Josie Desmarais

Le Comité logement du Plateau Mont-Royal accuse quatre propriétaires d’expulser de manière abusive ses locataires pour faire des travaux. L’organisme dénonce aussi les hausses de loyers qui s’en suivent et accentuent le phénomène de gentrification dans l’arrondissement.

Les locataires, souvent les moins fortunés, acceptent parfois l’argent proposé par les propriétaires pour partir, à défaut de connaître les recours possibles. Ceux qui veulent rester doivent alors faire face à des actes de pressions des propriétaires, a avancé l’organisatrice communautaire du Comité logement du Plateau Mont-Royal, Vicky Langevin, mardi, en conférence de presse.

C’est une minorité de locataires qui vont jusqu’aux audiences de la Régie du logement, notamment à cause des délais, qui peuvent parfois atteindre 21 mois, a-t-elle ajouté.

Au total, le comité a repéré 6 immeubles qui comptent près de 180 logements qui seraient concernés par ce genre de pratiques. «Ce ne serait pourtant que la pointe de l’iceberg», a déclaré Mme Langevin.

Un constat que ne partage pas un des propriétaires cités par le Comité logement. Celui-ci a affirmé à Métro respecter toutes les règles, mais a préféré garder l’anonymat. Il a nié les accusations de harcèlement à l’encontre des locataires. «J’exerce mes droits de propriétaire, j’ai un immeuble, je m’attends à un certain loyer, à un paiement mensuel. S’il ne rentre pas, je l’exige et si on ne me le paye pas, comme la loi me donne le droit, je vais en cours pour demander que cette personne-là quitte. Je n’envoie pas de mises en demeure pour que les gens quittent sans raison valable», a-t-il ajouté.

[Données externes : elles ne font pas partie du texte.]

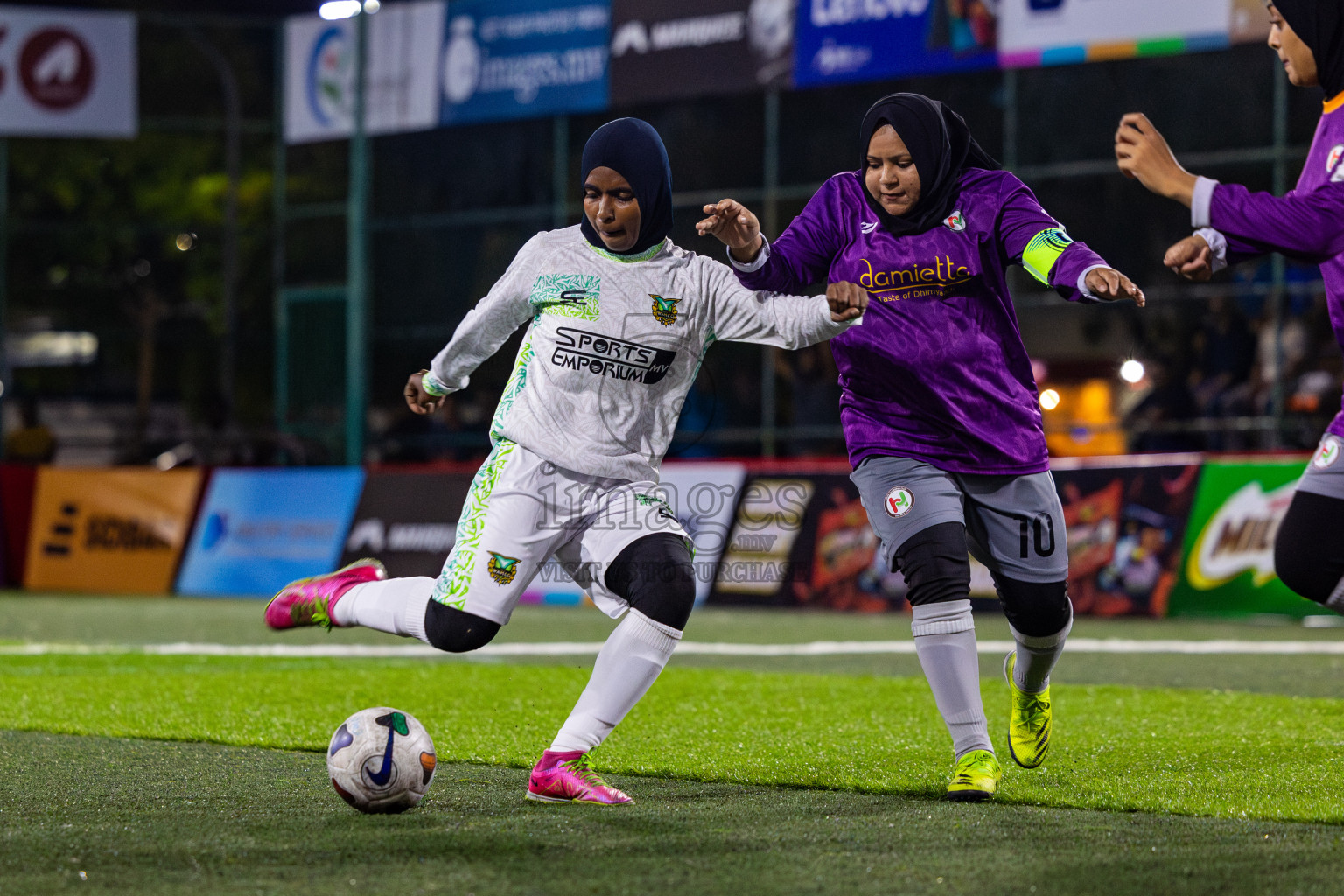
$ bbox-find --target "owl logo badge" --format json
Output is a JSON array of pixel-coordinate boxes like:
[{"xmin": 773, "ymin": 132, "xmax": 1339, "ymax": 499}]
[
  {"xmin": 649, "ymin": 293, "xmax": 682, "ymax": 326},
  {"xmin": 485, "ymin": 550, "xmax": 519, "ymax": 584}
]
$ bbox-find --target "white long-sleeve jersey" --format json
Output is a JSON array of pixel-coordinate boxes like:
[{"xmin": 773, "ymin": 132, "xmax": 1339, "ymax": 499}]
[{"xmin": 426, "ymin": 226, "xmax": 850, "ymax": 481}]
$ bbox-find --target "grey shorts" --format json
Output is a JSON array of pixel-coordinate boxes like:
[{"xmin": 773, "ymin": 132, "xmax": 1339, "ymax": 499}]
[
  {"xmin": 850, "ymin": 457, "xmax": 1068, "ymax": 583},
  {"xmin": 1297, "ymin": 432, "xmax": 1344, "ymax": 501}
]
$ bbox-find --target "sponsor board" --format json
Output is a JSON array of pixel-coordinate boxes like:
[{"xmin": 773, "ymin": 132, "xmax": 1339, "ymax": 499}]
[
  {"xmin": 998, "ymin": 0, "xmax": 1230, "ymax": 68},
  {"xmin": 612, "ymin": 0, "xmax": 797, "ymax": 105},
  {"xmin": 285, "ymin": 0, "xmax": 444, "ymax": 144},
  {"xmin": 438, "ymin": 0, "xmax": 612, "ymax": 125},
  {"xmin": 340, "ymin": 470, "xmax": 472, "ymax": 578},
  {"xmin": 178, "ymin": 467, "xmax": 364, "ymax": 597},
  {"xmin": 1169, "ymin": 458, "xmax": 1320, "ymax": 617},
  {"xmin": 793, "ymin": 0, "xmax": 1008, "ymax": 88},
  {"xmin": 522, "ymin": 461, "xmax": 746, "ymax": 605},
  {"xmin": 24, "ymin": 467, "xmax": 201, "ymax": 594},
  {"xmin": 0, "ymin": 7, "xmax": 138, "ymax": 137}
]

Le Comité logement affirme que les propriétaires «encaissent les loyers en retard et menacent ensuite les locataires de les poursuivre à la Régie du logement afin d’ordonner leur éviction».

«Il suffit de se promener dans le Plateau et de regarder les immeubles en rénovation. Il y a beaucoup de chances qu’il y avait un locataire là, qui a dû partir et qui ne pourra pas réintégrer le logement. Il s’agit en grande majorité d’anciens locataires qui payent encore des loyers plus bas que la moyenne»-Vicky Langevin, Comité logement du Plateau Mont-Royal.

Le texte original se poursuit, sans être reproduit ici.